Covid: calendário para vacinar faixa etária de 6 meses a 4 anos é prioridade, dizem especialistas

Elaborar um calendário de vacinação contra a covid para as crianças de 6 meses a 4 anos com a Comirnaty, da Pfizer, deve ser uma prioridade para o Ministério de Saúde, na opinião de especialistas. O imunizante para essa faixa etária foi aprovado na última sexta-feira (16), pela Agência Nacional de Vigilância Sanitária (Anvisa). E agora precisa ser incorporado pelo ministério, que é responsável pela compra e pelo calendário, para poder começar a ser aplicado.

Antes, a vacina da Pfizer só estava autorizada para crianças de 5 anos ou mais. A Coronavac, do Instituto Butantan, já tem sido aplicada em pequenos de 3 a 4 anos.

“As nossas salas de vacinas estão acostumadas a administrar vacinas nessa faixa etária. Temos capacidade técnica para fazer essa vacinação”, afirma Raquel Stucchi, infectologista da Universidade Estadual de Campinas (Unicamp) e consultora da Sociedade Brasileira de Infectologia (SBI). O planejamento da campanha de vacinação para as crianças pequenas, segundo ela, tem de ser estratégico, eficiente e ágil. “Precisamos é garantir que teremos a quantidade suficiente de doses para vacinar nossas crianças.”

O ministério afirmou, em nota, que “tem contrato com a Pfizer para fornecimento de todas as vacinas aprovadas pela Anvisa e incluídas no Plano Nacional de Operacionalização da Vacinação contra a covid (PNO). Havendo aprovação da recomendação pela área técnica da pasta, as vacinas serão disponibilizadas para todo Brasil, como já ocorre com as demais faixas etárias.” Já a Pfizer, também em nota, apontou que a vacinação de bebês e crianças pequenas será um “marco no combate da doença no País”.

O pediatra e infectologista Renato Kfouri avalia que os casos de internações e mortes de crianças e bebês ao longo da pandemia demonstram a importância da vacinação. Em junho, um estudo da Fiocruz identificou que duas crianças de até 5 anos eram vítimas da doença por dia no País.

“São óbitos que poderiam ser evitados a partir da vacinação. Os estudos foram feitos e mostraram que a vacina é segura. Então, é importante que esse público agora seja contemplado”, explicou Kfouri.

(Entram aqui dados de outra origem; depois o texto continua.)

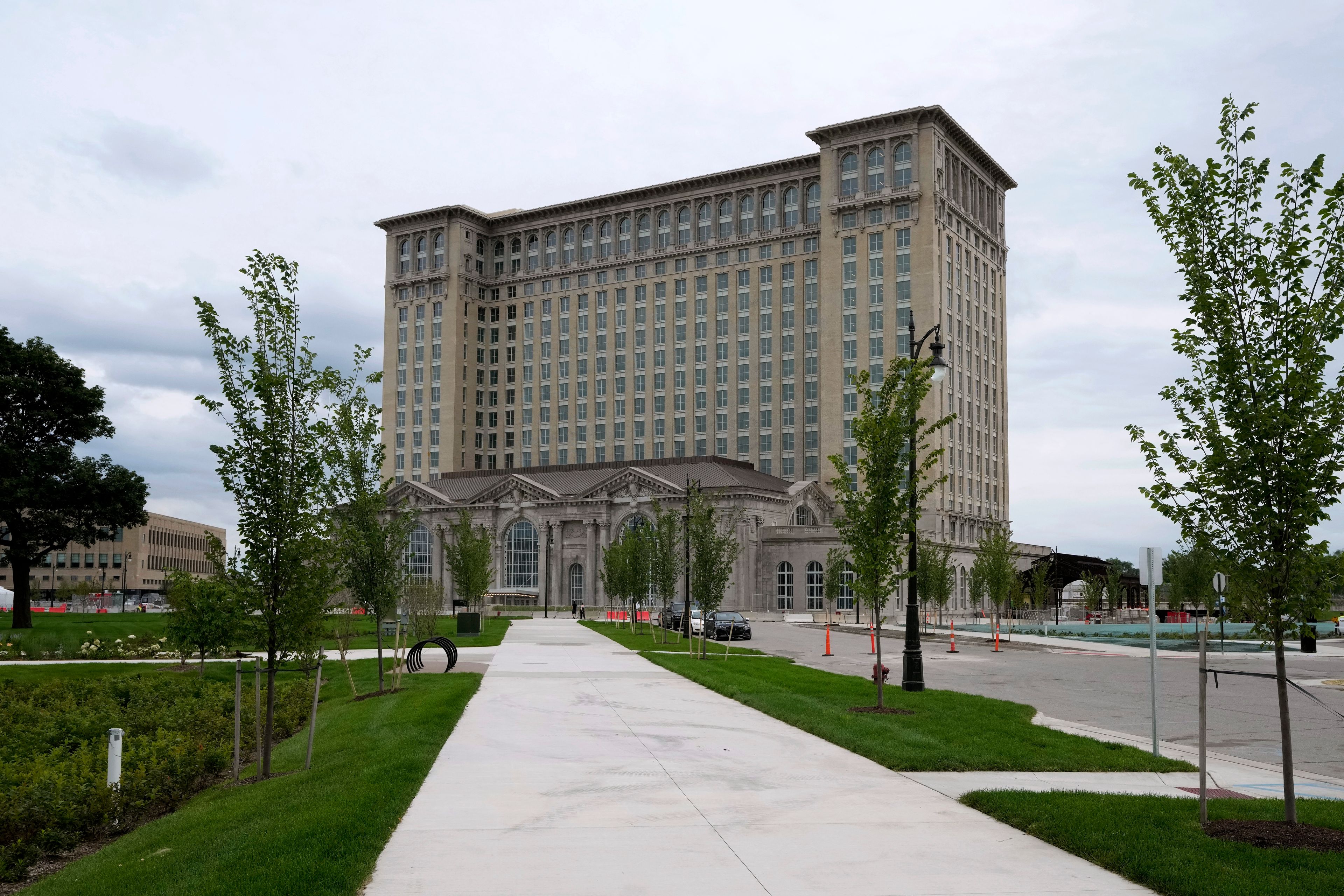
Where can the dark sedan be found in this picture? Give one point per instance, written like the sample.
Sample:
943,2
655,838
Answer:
729,625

O médico avalia que o processo de aprovação pela Anvisa ocorreu seguindo o protocolo padrão, que segue uma triagem de estudos clínicos e avaliação de dados para constatação da eficácia. Na avaliação, a agência considerou a análise de estudos clínicos e dados de entidades médicas como a Associação Brasileira de Saúde Coletiva (Abrasco), a Sociedade Brasileira de Pneumologia e Tisiologia (SBPT), a Sociedade Brasileira de Infectologia (SBI), a Sociedade Brasileira de Imunologia (SBI) e a Sociedade Brasileira de Pediatria (SBP).

Em relação aos bebês de menos de 6 meses, a vacinação segue incerta. Para Kfouri, o caminho provavelmente será ampliar a vacinação de mulheres no fim da gestação. “Estudos têm indicado que é mais eficiente vacinar essas mães como forma de evitar risco aos bebês.”